Can we use AI to simulate human behavior realistically enough to conduct sociological experiments? Benjamin Manning and John Horton give it a shot with a paper where they have the AI play ‘a highly heterogeneous population of 883,320 novel games.’ In preregistered experiments, AI agents constructed using seed data then on related but distinct games predict human behavior better than either out-of-the-box agents or game-theoretic equilibria.
That leaves out other obvious things you could try in order to get a better distribution. They try some things, but they don’t try things like actively asking it to predict the distribution of answers humans would give.
They use as their example the ‘11-20 money game’ where you request some number of dollars from 11 to 20, and you get that many dollars, plus an extra $20 if the other player requested one dollar more than you did.
If you simply ask an LLM to play, you get a highly inhuman distribution, here is GPT-4o doubling down on 19:
That’s not a crazy distribution for a particular human, I’m sure many people mostly choose 19, nor is it too obviously a terrible strategy. Given actual human behavior there is a right answer. Maybe 20 is too common among humans, even though it seems like an obvious mistake against any realistic distribution. My instinct if I got to play this once against humans was to answer 18, but I realized after saying that I was probably being anchored by GPT-4o’s answer. I do think that any answer outside 16-18 is clearly a mistake versus humans unless you think a lot of them will misunderstand the game and thereby choose 20.
GPT-5-Pro predicted performance well when I asked it to, but then I realized it was looking at prior research on this game on the web, so that doesn’t count, and it might well be in the training data.
I find this all great fun and of theoretical interest, but in terms of creating useful findings I am far more skeptical. Making simulated predictions in these toy economic games is too many levels removed from what we want to know.
Arnold Kling shares his method for using AI to read nonfiction books, having AI summarize key themes, put them into his own words, get confirmation he is right, get examples and so on. He calls it ‘stop, look and listen.’
My question is, isn’t that Kling’s method of not reading a book? Which is fine, if you are reading the type of book where 90% or more of it is fluff or repetition.

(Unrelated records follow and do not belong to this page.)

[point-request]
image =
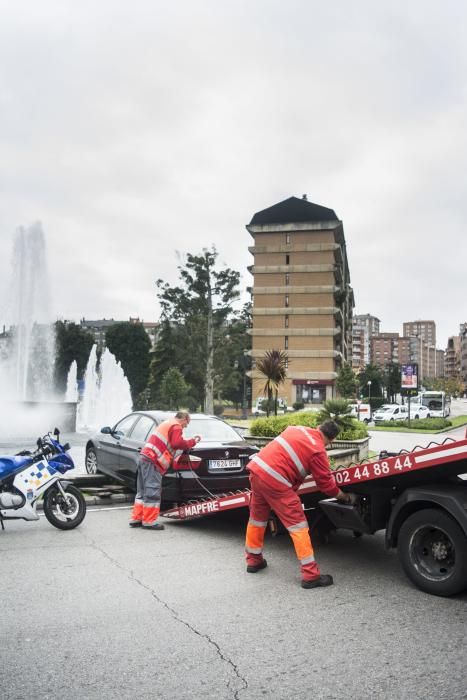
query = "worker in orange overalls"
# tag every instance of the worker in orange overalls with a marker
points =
(276, 472)
(156, 457)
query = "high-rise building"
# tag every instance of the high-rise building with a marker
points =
(384, 348)
(453, 357)
(302, 298)
(364, 327)
(426, 330)
(463, 354)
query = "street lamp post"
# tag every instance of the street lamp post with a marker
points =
(244, 400)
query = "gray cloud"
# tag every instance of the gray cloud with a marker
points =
(132, 130)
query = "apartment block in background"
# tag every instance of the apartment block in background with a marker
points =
(426, 330)
(302, 298)
(384, 349)
(453, 357)
(463, 355)
(364, 327)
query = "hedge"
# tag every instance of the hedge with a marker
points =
(420, 424)
(274, 425)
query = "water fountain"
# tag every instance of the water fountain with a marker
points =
(71, 394)
(107, 396)
(27, 363)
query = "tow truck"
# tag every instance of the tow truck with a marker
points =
(418, 497)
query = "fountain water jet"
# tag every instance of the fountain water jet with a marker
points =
(72, 383)
(27, 371)
(107, 396)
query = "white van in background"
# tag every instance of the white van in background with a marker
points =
(390, 412)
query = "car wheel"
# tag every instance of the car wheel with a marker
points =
(433, 552)
(91, 461)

It does question why you are engaging with a book like that in the first place.
Is the book ‘written for the AIs’? With notably rare exceptions, not yet.
Is the book an expansion of a 1-10 page explanation, or even a sentence or two, that is valuable but requires repeated hammering to get people to listen? Does it require that one ‘bring the receipts’ in some form so we know they exist and can check them? Those are much more likely, but I feel we can do better than doing our own distillations, even the AI version.
Thus, I read few books, and try hard to ensure the ones I do read are dense. If I’m going to bother reading a non-fiction book, half or more of the time I’m eyeing a detailed review.
Here’s another counterpoint.
The whole objection from Kling is that most books don’t offer new generative ideas and connections in every sentence. Even the Tyler Cowen rave is something like ‘new ideas on virtually every page’ (at the link about Keynes) which indicates that the book is historically exceptional. I do agree with the conclusion that you don’t want to rob yourself of the reading when the reading is good enough, but the bar is high.
Also while we’re talking about books, or why for so many it’s been Moby Dick summer:
Iterate having AIs produce and validate encounters for a role playing game.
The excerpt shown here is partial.